Bu haber, ilk başlarda memleket sorunlarının yanında sönük kalsa da yeni yılda etkisinin spora yansıyacağını kimse tahmin etmiyordu... Afganistan’daki yönetim değişikliği sonunda Marksist Babrak Karmal, başa geçmişti. Karmal’a silah yardımı yapmakla suçlanan SSCB ise birkaç gün sonra Afganistan topraklarına asker sokmaya başladı. Haber, dünyada doğal olarak tepkilere sebep olmuştu. Soğuk Savaş’ın biraz da olsa durulduğu dönemdi ve ABD’nin pasif olmakla eleştirilen başkanı Jimmy Carter, fırsatı kaçırmadı. Bütün kanalları kullanarak SSCB’nin Afganistan’dan çıkmasını ‘emretti’ ama beklediği karşılığı görmedi. Yine de umduğu tepkiyi alabileceği bir sahne vardı: Moskova’da düzenlenecek olimpiyat oyunları…

“SSCB bir ay içerisinde ordusunu Afganistan’dan çekmezse, olimpiyat oyunlarının başka bir ülkede yapılmasını, ertelenmesini ya da iptal edilmesini teklif ediyorum.” Jimmy Carter’ın bu demeci, New York Times sayfalarında yerini aldığında takvimler 20 Ocak 1980’i gösteriyordu. Carter, etki alanını genişletmek adına şöyle devam etti: “Tüm dünyada bu işgal tehdidinin farkına varılması çok önemli. Eğer Olimpiyat Komitesi teklifimi kabul etmez ise Amerika Birleşik Devletleri, Moskova’daki müsabakaları boykot edecek ve başka bir yerde alternatif oyunlar düzenleyecektir.”
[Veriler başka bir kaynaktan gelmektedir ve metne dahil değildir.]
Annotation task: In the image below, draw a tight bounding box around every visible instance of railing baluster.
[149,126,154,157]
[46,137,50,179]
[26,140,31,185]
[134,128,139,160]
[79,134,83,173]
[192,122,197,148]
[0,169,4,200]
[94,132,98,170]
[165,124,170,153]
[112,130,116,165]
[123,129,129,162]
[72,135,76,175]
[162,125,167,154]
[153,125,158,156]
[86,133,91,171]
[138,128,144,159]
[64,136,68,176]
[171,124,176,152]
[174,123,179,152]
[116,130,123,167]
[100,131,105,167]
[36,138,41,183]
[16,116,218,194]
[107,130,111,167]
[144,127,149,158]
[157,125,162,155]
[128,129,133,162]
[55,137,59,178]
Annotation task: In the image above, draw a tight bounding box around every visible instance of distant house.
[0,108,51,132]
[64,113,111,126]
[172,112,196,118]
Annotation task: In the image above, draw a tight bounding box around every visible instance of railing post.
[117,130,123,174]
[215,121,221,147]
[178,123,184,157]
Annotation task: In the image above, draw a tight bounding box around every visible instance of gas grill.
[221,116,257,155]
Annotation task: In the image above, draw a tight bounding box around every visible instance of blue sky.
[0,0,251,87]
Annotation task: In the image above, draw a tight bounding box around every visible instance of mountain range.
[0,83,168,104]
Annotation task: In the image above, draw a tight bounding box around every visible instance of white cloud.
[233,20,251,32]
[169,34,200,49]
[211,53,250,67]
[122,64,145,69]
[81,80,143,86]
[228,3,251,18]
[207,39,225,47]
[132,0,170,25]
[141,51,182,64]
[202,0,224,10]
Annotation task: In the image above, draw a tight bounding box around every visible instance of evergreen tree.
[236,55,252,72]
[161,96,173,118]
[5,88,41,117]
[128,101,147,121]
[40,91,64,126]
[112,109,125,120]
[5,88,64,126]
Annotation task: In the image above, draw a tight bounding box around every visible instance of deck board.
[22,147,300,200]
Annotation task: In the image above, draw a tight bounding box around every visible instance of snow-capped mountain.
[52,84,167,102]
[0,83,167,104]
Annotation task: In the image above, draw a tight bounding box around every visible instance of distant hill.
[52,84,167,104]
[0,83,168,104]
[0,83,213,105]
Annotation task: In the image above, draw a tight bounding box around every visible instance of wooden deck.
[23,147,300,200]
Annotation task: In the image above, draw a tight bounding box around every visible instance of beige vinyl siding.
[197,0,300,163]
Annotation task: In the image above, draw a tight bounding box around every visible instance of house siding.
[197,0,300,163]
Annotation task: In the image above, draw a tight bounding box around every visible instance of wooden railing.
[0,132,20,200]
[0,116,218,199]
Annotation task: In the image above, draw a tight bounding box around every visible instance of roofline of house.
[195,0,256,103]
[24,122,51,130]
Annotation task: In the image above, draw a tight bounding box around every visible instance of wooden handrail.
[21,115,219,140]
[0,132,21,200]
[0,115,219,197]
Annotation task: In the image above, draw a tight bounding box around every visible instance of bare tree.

Boykot Türkiye'ye Taşınıyor

O güne kadar SSCB-Afganistan olayına siyasi açıdan bakmaya çalışan Türkiye, bu açıklamadan kısa süre sonra gündemine bu sefer sportif bir çalkantı ekledi. 24 Ocak’ta Milliyet gazetesinde çıkan haberde, “Carter, Cumhurbaşkanı Fahri Korutürk’e bir mektup yazarak Türkiye’yi de olimpiyatı boykota davet etti” başlığı vardı. Konuyla ilgili görüş belirten Başbakan Süleyman Demirel, ilerleyen günlerde açıklama yapacağını belirtirken; diğer parti liderleri Alparslan Türkeş ve Necmettin Erbakan, olimpiyat oyunlarına gidilmemesi görüşündeydiler. Bülent Ecevit ile Cumhuriyet Senatosu Başkanı İhsan Sabri Çağlayangil ise politikayla sporun birbirine karıştırılmaması gerektiği fikrinde birleşiyordu. Carter’ın çağrısına cevap verenler arasında dönemin Türkiye Olimpiyat Komitesi Başkanı Burhan Felek de vardı. Gazetesindeki köşede kaleme aldığı Garip Bir Teklif başlıklı yazısını şu sözlerle noktalamıştı: “Son hadiseler üzerine beynelmilel Olimpiyat Komitesi’nin alacağa karara uymak üzere, şimdiki halde Moskova’yı boykot etmemiz söz konusu değildir. Çünkü, iştiraki kabul eden kararımızı değiştirecek geçerli bir sebep mevcut değildir.”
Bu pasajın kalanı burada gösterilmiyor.